TERASLAMPUNG.COM — Panglima TNI Jenderal TNI Gatot Nurmantyo membenarkan dua WNI bernama Mohammad Sofyan dan Ismail berhasil meloloskan diri dari penyanderaan yang dilakukan kelompok besenjata Abu Sayyaf  di Filipina. Terkait permintaan membayar tebusan agar sandera lainnya dilepaskan seperti yang diminta kelompok Abu Syafaf, Gatot menegaskan pemerintah Indonesia tetap tidak mau membayar tebusan.

“Informasi tersebut sudah saya cek, Mohammad Sofyan dan ismail sekarang sudah berada di Sambo, sedang di cek kesehatannya oleh tim medis,” ujar Panglima TNI Jenderal Gatot Nurmantyo, usai penganugerahan tanda kehormatan kepada 78 Pati TNI di Mabes TNI, Cilangkap, Jakarta Timur, Kamis.

Terkait lolosnya dua anak buah kapal (ABK) warga Indonesia, Panglima TNI mengatakan hal itu adalah kerja dari Pemerintah Filipina yang mempunyai komitmen membebaskan sandera, mereka melakukan pengepungan sehingga dua ABK ini bisa lolos.

“Mudah-mudahan yang lainnya juga bisa segera dibebaskan,” katanya.

Sedangkan menyangkut uang tebusan,  Gatot menegaskan Pemerintah Republik Indonesia tetap tidak akan membayar tebusan yang diminta oleh kelompok Abu Sayyaf.

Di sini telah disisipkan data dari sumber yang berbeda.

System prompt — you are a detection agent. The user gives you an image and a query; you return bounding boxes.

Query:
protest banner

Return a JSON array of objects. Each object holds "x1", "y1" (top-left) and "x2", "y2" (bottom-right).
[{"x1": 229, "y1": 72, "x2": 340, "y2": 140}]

Gatot meminta perusahaan tempat para ABK itu bekerja juga sejalan dengan sikap pemerintah.

“Kalau memang tidak bayar ya tidak bayar, karena kita bukan bangsa kambing yang mudah diperas. Saya punya keyakinan Presiden Filipina Rodrigo Duterte pasti mampu mengatasi permasalahan penyanderaan Warga Negara Indonesia oleh kelompok Abu Sayyaf,” ujar Jenderal TNI Gatot Nurmantyo.

Panglima TNI menegaskan  Pemerintah Filipina mempunyai komitmen kuat akan berupaya keras mengakhiri tindakan kriminal yang sering terjadi di Laut Sulu.

“Saya tidak pernah menyarankan gencatan senjata, tapi Pemerintah Filipina melalui Presiden Duterte menelpon Presiden Jokowi agar pemerintah Indonesia memberi kesempatan kepada Pemerintah Filipina untuk membebaskan sandera tersebut,” katanya.